Litigation requires discovery of large amounts of documents that generally are not publicly available. This is one way of casting light on hitherto hidden process, management practices and policies.
However, it is the discovery of disturbing material that invariably sees the Commonwealth rush to settle with immigration plaintiffs. This was the case with earlier individual claims alleging mistreatment at the Baxter and Woomera detention centres.
It is only if cases come to trial that there is a prospect of seeing what the Commonwealth and the service providers are really doing in the name of the Australian people and that legal principles can be established.
The media has been denied access and so has difficulty reporting consistently on conditions, while Transfield’s case officers and other staff are required to sign confidentiality agreements, with threats of legal action if they discuss how the Manus centre is managed and detainees treated.
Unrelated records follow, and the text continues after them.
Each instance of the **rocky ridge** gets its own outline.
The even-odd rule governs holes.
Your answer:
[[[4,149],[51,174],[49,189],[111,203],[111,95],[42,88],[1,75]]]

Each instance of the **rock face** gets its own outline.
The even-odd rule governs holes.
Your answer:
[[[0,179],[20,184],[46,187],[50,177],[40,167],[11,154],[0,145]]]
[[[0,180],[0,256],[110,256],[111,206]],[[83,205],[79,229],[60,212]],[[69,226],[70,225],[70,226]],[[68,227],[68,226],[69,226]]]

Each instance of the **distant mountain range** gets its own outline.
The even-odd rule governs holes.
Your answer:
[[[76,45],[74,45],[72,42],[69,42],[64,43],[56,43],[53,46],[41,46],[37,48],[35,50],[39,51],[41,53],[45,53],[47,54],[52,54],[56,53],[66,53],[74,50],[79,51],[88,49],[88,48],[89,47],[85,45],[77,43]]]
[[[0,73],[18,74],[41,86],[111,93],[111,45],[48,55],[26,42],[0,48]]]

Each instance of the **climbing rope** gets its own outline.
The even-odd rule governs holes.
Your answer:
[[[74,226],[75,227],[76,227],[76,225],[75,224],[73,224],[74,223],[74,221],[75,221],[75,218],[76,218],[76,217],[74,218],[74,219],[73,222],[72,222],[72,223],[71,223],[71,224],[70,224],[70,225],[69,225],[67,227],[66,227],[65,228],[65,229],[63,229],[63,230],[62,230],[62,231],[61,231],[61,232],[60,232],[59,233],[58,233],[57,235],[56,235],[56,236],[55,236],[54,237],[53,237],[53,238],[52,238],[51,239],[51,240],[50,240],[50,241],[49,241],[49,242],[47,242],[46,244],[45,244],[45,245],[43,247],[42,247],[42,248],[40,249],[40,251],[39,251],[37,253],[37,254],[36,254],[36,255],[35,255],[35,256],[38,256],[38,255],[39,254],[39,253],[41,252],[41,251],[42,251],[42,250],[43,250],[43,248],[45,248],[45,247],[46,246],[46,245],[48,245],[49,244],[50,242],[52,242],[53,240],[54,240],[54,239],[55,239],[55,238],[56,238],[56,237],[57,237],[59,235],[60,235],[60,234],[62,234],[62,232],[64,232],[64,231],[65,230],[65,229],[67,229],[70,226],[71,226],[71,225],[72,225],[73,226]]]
The result is that one of the grim chapters in Australia’s history is only revealed to the public in fragments.
Claims based on seeking awards of damages have the prospect of publicly shaming the government, although so far normal impulses of shame seem elusive. Instead, the government makes a meal of shooting the messenger.
There are other ways in which unyielding details come to the surface – the Human Rights Commission’s inquiry and Forgotten Children report on Nauru and the follow-up Moss review and now a Senate inquiry. They provide illuminations, but not enforceable solutions.
Nor can a silver bullet be found in international law. Australia has obligations under the Refugee Convention and the Convention on the Rights of the Child and gives lip service to the requirement of “best interest assessment”.
Canada and the UK have enshrined the requirement in their domestic law, we haven’t. Consequently, Australia pays lip service to the obligation, but the administrative process falls a long way short.
There is no simple legal way around the system of off-shore processing. Most of the loopholes are gone and it’s now a case of arguing about the conditions of detention.
Without human rights obligations enshrined in our domestic law, the remedies for those held indefinitely in distress without charge are of limited utility.
Yet it is a standard mantra of conservative pundits that the common law is all we need to save our soul from government excess.
If we keep proceeding down that path, where people in our care can be psychologically, and sometimes physically tortured, with only limited legal remedies available to them, then Australia will end up in a very dark place.